IL N’Y A PAS que Manaudou, Bernard, Riner, Estanguet ou Flessel dans la vie olympique… A elles seules, les têtes d’affiche de la délégation tricolore qui comprend 323 athlètes à Pékin auraient bien du mal à atteindre les 37 médailles, score fixé par la ministre de la Santé et des Sports Roselyne Bachelot.
« Un peu comme on dit non-valide ou de couleur , on a rangé toute une catégorie de sports sous une étiquette que je déteste et qui s’appelle sports mineurs , déplore le pistard Arnaud Tournant, dont la discipline n’est pourtant pas à classer parmi les plus confidentielles. Quand on voit le nombre de médailles que ces sports représentent à l’Insep (NDLR : l’Institut national du sport et de l’éducation physique), parfois, ça fait rager. »
Son collègue du taekwondo, Pascal Gentil, connaît, lui, le feu des projecteurs.

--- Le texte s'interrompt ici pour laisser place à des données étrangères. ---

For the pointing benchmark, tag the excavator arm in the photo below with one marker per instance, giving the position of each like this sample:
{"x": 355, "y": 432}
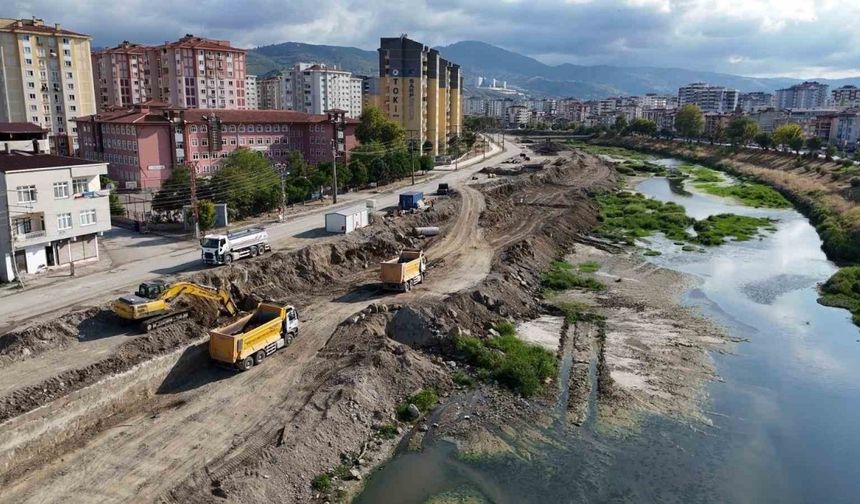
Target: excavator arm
{"x": 202, "y": 291}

Mais plus pour ses talents de « people » que par la médiatisation de ses combats. « Je ne suis pas sûr que les gens aient vu un seul de mes dix titres de champion de France à la télé, souffle, fataliste, le double médaillé de bronze olympique. Avec la réforme de l’audiovisuel, on devrait obliger le service public à diffuser tous les sports. »
« L’engouement retombe vite »
En attendant, les athlètes de l’aviron, du BMX, du concours complet, de l’haltérophilie, de la lutte, du taekwondo, du tir, du pentathlon moderne, de la voile ou du badminton ont de réelles chances de s’offrir leur quart d’heure de gloire et de faire mieux que les neuf médailles récoltées par ces disciplines en 2004. « On savoure surtout la reconnaissance de ses pairs car l’engouement retombe vite », constate la Nordiste Lise Legrand, médaillée de bronze en lutte à Athènes. Alors, retenez déjà quelques patronymes comme Merret, couronnée en planche à voile il y a quatre ans, Dabaya, Epangue, Cazé, Hardy et Macquet, Guénot ou Lecorguillé. Dans quelques jours, ils devraient vous permettre de briller… en société.